Winter’s fast approach has sparked my annual purge. The summer’s strappy sandals and ripped, raggedy mini skirts have migrated to the back of my closet or nearest clothes donation bin. Puffers, parkas, and weathered boots have weaseled their way back to my most prominent hooks and shelves, as I prepare for the frosty (or at least below 70 degrees) months ahead.
It seems I am not alone in this shift, as my phone has become flooded with holiday sales alerts and ad campaigns positioned delicately before a fire. American consumption is nothing new, particularly with the impending threat of gluttonous stockings and abundant cornucopias of gifts beneath the tree. Yet, the accessibility of consumption has boomed in the wake of the Internet, particularly after a year spent, by many, in avid avoidance of overflowing shopping centers and brutish Black Fridays.
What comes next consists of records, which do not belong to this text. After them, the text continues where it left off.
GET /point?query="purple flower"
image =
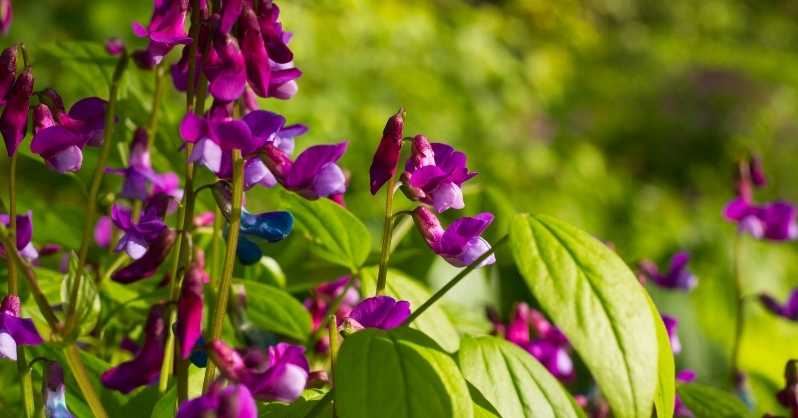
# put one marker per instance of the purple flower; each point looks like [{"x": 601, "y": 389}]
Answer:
[
  {"x": 460, "y": 244},
  {"x": 8, "y": 70},
  {"x": 14, "y": 330},
  {"x": 788, "y": 310},
  {"x": 24, "y": 235},
  {"x": 189, "y": 306},
  {"x": 386, "y": 158},
  {"x": 313, "y": 174},
  {"x": 167, "y": 29},
  {"x": 383, "y": 312},
  {"x": 234, "y": 401},
  {"x": 279, "y": 374},
  {"x": 54, "y": 392},
  {"x": 145, "y": 367},
  {"x": 434, "y": 174},
  {"x": 678, "y": 276},
  {"x": 14, "y": 120}
]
Now, merely scrolling through Instagram can yield a myriad of new trends and where to purchase them. Gone are the days of needing to leave your house to shop, now you need not even leave the app! Accordingly, as the world of fashion oscillates rapidly between trends, fast fashion thrives on unsustainable methods of exploitation, turning out heaps of clothes, ready to disintegrate shortly after shipping.
Still, there are alternatives. Ethical, sustainable brands (at least by comparison) that are not always egregiously overpriced… or vintage and thrift shopping! I will admit, I am an avid fan of the latter. I relish those perfect, gently-used finds that require only a quick wash and minor alterations. I adore the singular connection to an article of clothing I rummaged to find that has lived a life of its own. And while I am grateful to house it away from trash and waste, I often am faced with a bit of guilt for my greedy pride in being theoneto find it, theoneto possess it.
For the sustainability promoted by thrifting’s popularity, it has left many secondhand stores over-picked and over-priced, excluding much of their initial, intended consumer base. As fast fashion becomes the most cost-effective option, how can people be expected to shop sustainably? And how sustainable is a spontaneous purchase of dozens of gratuitous goods, even if they are “previously owned” and “pennies to the dollar?”
The deterrent of extensive, in-person searches has even been lifted, as apps like Depop create online spaces to thrift. What initially provided an alternative avenue to disposing of old clothes, has morphed to fostering miniature enterprises. Increasingly, users have turned to in-person thrift finds as a way of generating income online. “Bundles” and other purchasing options allow buyers to find high concentrations of quality, used goods while allowing the seller to turn a profit on the best clothing their local thrift shop has to offer.
Again, the eroding influence of consumerism compromises the merits of a supposedly sustainable shopping option. Capitalizing on an abandoned piece of clothes’ lifespan does maintain more sustainable use of resources and allows for distinct cultivation of style. But to truly shop sustainably would be to shop as little as possible. To honor the articles already in the closet, re-work the pieces hidden in the back of the drawer. Cultivating a collection of clothing is personal, creative. Each piece has its own origins and eventual expiration. But to shop sustainably is to dismantle that insatiable materialism of clothing consumption in the age of fast fashion, regardless of said clothing’s source.